In this section we perform an ablation on our methods to gain further insight into our result.

Adding modules to the non-adaptive baseline. In Table 2 we experiment with the addition of various modules to our non-adaptive baseline. We begin by augmenting the baseline with an additional memory module which performs self-attention on the latest $k=6$ hidden states of the LSTM. SAVN outperforms the memory-augmented baseline as well.

Additionally, we add the prediction loss detailed in Section 3.4 to the training objective. This experiment reveals that our result is not simply a consequence of additional losses. By using our training objective with the added hand-crafted prediction loss (referred to as ‘Ours - prediction’), we outperform the baseline non-adaptive model with prediction (referred to as ‘A3C w/ prediction’) by 3.3% for all trajectories and 4.8% for trajectories of at least length 5 in terms of success rate.
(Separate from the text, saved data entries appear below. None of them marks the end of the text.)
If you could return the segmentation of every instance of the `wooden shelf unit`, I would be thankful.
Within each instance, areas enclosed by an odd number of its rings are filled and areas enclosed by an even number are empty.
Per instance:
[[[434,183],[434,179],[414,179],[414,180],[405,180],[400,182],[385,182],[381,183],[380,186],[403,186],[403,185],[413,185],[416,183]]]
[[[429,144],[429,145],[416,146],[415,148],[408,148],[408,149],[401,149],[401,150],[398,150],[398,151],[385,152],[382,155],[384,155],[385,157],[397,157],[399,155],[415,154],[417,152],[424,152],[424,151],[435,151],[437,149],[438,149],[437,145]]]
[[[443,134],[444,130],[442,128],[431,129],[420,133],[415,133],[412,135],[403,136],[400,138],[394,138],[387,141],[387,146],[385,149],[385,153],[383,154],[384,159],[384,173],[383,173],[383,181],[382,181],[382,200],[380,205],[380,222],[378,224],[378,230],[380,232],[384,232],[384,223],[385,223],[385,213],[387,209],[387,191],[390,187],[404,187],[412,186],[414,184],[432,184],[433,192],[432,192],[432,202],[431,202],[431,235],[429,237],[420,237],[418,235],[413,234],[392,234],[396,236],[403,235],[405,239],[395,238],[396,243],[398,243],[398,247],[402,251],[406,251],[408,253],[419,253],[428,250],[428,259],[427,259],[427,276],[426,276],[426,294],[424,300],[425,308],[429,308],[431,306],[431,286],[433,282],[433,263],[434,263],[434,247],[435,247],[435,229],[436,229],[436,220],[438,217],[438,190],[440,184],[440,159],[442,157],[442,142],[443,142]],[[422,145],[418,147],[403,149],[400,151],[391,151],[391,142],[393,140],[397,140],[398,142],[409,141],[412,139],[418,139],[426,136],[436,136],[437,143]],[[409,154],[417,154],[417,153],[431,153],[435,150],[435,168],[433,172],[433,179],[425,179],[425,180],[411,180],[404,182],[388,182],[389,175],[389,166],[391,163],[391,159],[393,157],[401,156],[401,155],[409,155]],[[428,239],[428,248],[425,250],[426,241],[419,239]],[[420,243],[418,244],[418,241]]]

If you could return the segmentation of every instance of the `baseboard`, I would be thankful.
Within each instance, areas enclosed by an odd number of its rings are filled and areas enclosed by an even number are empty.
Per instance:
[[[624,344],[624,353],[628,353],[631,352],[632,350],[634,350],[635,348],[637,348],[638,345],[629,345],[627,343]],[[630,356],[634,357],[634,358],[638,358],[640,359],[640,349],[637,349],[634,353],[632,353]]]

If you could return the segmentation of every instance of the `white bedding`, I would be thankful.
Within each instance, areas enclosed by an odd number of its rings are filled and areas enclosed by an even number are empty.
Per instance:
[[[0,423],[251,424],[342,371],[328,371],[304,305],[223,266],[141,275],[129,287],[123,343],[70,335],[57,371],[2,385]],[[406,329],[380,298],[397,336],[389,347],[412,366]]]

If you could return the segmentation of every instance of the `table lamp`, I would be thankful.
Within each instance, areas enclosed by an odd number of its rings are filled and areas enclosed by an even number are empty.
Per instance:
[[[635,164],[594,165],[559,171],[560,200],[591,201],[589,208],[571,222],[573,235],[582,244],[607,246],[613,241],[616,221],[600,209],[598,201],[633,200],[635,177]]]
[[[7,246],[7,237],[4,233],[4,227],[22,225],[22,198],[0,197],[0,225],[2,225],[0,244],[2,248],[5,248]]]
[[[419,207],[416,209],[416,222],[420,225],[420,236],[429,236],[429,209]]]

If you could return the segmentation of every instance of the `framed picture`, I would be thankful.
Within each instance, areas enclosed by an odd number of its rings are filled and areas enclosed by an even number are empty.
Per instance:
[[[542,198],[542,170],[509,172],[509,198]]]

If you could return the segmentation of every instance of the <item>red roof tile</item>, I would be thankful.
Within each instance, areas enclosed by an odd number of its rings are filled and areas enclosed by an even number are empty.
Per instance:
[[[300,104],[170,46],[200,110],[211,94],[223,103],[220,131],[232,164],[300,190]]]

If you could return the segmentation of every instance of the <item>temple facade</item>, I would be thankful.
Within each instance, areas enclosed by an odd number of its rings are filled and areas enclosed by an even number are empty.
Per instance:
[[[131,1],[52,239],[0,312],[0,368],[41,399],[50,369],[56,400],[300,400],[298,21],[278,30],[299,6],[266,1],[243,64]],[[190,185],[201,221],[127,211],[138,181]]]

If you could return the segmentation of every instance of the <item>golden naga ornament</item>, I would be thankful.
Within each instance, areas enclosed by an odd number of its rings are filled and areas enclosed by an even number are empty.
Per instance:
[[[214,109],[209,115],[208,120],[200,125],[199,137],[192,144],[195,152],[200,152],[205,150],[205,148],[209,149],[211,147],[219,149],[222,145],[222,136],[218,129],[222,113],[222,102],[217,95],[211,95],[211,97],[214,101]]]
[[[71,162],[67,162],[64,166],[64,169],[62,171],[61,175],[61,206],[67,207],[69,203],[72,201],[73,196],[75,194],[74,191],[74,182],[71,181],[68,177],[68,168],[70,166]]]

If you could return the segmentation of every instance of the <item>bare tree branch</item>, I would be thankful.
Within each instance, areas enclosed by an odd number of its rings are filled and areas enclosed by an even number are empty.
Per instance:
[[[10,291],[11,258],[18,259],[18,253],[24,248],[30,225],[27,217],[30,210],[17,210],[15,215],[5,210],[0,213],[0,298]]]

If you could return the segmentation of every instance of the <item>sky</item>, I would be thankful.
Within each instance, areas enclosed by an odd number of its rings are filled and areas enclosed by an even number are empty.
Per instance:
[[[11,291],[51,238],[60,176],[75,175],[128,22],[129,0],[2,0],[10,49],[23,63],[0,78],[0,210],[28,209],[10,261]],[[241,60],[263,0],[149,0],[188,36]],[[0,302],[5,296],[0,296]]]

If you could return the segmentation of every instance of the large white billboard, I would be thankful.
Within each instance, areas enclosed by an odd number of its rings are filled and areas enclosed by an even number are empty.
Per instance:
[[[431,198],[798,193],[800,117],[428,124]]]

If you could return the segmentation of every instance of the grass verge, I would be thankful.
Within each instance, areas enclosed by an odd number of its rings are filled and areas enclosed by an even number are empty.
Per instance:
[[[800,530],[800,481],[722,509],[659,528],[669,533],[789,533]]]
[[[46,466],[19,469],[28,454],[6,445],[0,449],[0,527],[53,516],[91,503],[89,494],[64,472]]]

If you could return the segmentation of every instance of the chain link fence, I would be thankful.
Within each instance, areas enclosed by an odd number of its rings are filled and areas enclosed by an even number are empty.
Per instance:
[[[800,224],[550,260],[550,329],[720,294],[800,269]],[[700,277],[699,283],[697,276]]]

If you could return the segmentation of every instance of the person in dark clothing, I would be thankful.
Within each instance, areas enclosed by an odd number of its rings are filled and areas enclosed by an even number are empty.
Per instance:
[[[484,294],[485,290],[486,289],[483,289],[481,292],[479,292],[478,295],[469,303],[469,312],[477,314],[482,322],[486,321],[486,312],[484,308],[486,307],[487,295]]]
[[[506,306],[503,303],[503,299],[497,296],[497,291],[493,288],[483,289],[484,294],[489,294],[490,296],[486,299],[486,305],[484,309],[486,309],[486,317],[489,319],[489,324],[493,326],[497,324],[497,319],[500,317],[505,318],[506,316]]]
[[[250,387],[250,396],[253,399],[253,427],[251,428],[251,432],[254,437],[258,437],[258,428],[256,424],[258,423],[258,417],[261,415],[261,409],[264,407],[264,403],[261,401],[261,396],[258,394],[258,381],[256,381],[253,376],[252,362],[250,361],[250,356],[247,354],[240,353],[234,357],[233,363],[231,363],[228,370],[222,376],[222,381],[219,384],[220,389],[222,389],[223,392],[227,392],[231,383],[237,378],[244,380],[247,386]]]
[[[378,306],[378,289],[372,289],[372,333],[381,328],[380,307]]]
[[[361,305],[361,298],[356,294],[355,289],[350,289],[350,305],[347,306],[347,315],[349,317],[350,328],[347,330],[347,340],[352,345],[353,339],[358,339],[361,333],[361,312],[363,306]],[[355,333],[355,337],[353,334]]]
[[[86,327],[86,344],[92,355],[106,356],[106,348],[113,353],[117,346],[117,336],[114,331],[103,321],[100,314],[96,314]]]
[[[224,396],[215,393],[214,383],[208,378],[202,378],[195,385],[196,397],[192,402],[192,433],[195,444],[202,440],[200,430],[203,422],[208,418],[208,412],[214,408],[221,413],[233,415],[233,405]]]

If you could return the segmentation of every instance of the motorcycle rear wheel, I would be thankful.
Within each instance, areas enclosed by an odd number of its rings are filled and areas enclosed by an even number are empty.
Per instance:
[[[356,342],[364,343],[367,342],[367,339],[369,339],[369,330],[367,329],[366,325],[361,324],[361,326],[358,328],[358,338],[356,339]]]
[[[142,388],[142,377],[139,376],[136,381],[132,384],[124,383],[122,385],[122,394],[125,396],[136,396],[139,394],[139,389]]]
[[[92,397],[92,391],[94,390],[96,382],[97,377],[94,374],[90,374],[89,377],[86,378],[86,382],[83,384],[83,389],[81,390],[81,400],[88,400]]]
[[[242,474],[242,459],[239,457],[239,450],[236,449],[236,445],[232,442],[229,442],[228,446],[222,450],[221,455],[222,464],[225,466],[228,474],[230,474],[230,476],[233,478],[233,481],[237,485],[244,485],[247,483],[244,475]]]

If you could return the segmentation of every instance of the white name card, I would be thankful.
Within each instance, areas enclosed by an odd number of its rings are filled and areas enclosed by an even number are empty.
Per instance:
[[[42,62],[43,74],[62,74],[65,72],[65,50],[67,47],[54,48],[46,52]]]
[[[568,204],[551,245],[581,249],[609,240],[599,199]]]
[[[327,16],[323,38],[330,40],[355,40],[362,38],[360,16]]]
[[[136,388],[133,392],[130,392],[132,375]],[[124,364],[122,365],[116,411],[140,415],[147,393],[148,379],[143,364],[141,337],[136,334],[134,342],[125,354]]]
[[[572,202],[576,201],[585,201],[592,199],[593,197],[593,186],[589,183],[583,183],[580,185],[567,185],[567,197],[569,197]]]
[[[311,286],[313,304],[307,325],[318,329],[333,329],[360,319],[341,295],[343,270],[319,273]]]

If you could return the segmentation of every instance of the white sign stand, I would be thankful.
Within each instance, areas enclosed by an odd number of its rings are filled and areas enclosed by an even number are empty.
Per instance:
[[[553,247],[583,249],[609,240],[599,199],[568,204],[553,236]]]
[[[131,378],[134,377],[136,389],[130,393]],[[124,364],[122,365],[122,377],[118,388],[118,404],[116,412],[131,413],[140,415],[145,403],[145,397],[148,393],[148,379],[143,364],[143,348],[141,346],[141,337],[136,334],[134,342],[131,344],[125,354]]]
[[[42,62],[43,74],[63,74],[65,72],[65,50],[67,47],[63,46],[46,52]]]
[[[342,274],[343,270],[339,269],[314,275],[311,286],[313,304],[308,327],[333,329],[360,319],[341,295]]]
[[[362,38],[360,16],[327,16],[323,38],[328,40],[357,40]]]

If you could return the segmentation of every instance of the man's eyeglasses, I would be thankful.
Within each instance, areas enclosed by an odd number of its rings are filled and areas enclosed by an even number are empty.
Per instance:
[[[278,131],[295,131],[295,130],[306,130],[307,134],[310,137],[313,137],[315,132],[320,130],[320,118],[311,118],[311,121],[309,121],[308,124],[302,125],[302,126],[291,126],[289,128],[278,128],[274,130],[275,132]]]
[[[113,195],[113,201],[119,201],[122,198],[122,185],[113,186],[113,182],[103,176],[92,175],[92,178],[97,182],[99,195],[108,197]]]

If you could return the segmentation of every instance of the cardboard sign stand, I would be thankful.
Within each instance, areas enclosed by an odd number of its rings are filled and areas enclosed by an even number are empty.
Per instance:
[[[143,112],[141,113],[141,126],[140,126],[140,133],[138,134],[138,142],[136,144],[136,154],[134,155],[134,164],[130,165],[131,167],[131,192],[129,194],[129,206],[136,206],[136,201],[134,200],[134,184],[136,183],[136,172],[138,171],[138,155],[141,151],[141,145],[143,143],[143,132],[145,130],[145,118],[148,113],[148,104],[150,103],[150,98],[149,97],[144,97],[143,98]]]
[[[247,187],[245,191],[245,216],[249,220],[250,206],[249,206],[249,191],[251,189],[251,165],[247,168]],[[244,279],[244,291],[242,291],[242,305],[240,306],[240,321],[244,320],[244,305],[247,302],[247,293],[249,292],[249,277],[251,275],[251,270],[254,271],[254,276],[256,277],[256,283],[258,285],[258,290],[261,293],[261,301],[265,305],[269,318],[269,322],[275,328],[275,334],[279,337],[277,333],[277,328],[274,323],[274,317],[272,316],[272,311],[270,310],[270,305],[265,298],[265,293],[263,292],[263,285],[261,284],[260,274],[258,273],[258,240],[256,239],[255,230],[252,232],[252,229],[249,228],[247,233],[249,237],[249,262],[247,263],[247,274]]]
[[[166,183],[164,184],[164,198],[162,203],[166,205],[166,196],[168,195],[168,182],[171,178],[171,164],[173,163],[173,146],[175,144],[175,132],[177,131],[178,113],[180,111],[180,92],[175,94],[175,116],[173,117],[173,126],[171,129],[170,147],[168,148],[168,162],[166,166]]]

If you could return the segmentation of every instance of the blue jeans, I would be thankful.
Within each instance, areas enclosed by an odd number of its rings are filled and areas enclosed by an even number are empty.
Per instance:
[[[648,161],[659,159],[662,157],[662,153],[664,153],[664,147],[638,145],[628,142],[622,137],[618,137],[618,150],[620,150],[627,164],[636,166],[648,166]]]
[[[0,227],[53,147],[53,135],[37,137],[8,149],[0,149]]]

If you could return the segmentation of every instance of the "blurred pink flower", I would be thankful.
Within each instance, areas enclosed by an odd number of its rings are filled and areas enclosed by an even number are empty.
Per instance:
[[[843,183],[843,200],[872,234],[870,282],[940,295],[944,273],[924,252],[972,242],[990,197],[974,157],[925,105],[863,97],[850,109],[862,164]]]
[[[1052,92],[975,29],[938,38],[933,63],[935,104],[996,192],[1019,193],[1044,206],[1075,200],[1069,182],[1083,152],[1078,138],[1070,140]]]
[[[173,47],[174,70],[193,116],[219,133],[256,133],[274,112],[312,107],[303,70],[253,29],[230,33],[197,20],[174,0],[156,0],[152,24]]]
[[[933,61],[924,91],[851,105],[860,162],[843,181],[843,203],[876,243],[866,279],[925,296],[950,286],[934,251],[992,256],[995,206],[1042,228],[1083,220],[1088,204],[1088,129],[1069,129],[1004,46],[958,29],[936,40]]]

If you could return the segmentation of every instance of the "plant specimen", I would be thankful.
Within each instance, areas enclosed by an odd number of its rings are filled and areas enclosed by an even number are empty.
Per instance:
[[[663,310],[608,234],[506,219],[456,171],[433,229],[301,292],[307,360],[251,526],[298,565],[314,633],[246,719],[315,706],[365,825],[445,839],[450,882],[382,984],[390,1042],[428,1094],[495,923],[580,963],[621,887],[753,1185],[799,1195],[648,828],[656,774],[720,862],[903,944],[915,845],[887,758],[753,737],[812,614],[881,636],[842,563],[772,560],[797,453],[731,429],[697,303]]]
As discussed in the Section 4.5, minimizing the hand-crafted objectives during the episode may not be optimal for efficient exploration. This may be why we show a boost in SPL for trajectories of at least length 5 but not overall. We run the same experiment with the diversity loss but find that the baseline model is unable to converge with this additional loss.

Ablation of the number of gradients. To showcase the efficacy of our method we modify the number of interaction-gradient steps that we perform during the adaptation phase during training and testing. As discussed in Section 3.5, we never perform more than 4 interaction-gradients due to computational constraints. As illustrated by Figure 5, there is an increase in success rate when more gradient updates are used, demonstrating the importance of the interaction-gradients.

Perfect object information. Issuing the termination action at the correct location plays an important role in our navigation task. We observe that SAVN still outperforms the baseline even when the termination signal is provided by the environment (referred to as ‘GT obj’ in Table 2).

Conclusions

We introduce a self-adaptive visual navigation agent (SAVN) that learns during both training and inference. During training the model learns a self-supervised interaction loss that can be used when there is no supervision. Our experiments show that this approach outperforms non-adaptive baselines by a large margin. Furthermore, we show that the learned interaction loss performs better than hand-crafted losses. Additionally, we find that SAVN navigates more effectively than a memory-augmented non-adaptive baseline. We conjecture that this idea may be applied in other domains where the agents may learn from self-supervised interactions.

Acknowledgements: We thank Marc Millstone and the Beaker team for providing a robust experiment platform and providing tremendous support. We also thank Luca Weihs and Eric Kolve for their help with setting up the framework, Winson Han for his help with figures, and Chelsea Finn for her valuable suggestions. This work is in part supported by NSF IIS-165205, NSF IIS-1637479, NSF IIS-1703166, Sloan Fellowship, NVIDIA Artificial Intelligence Lab, and Allen Institute for artificial intelligence.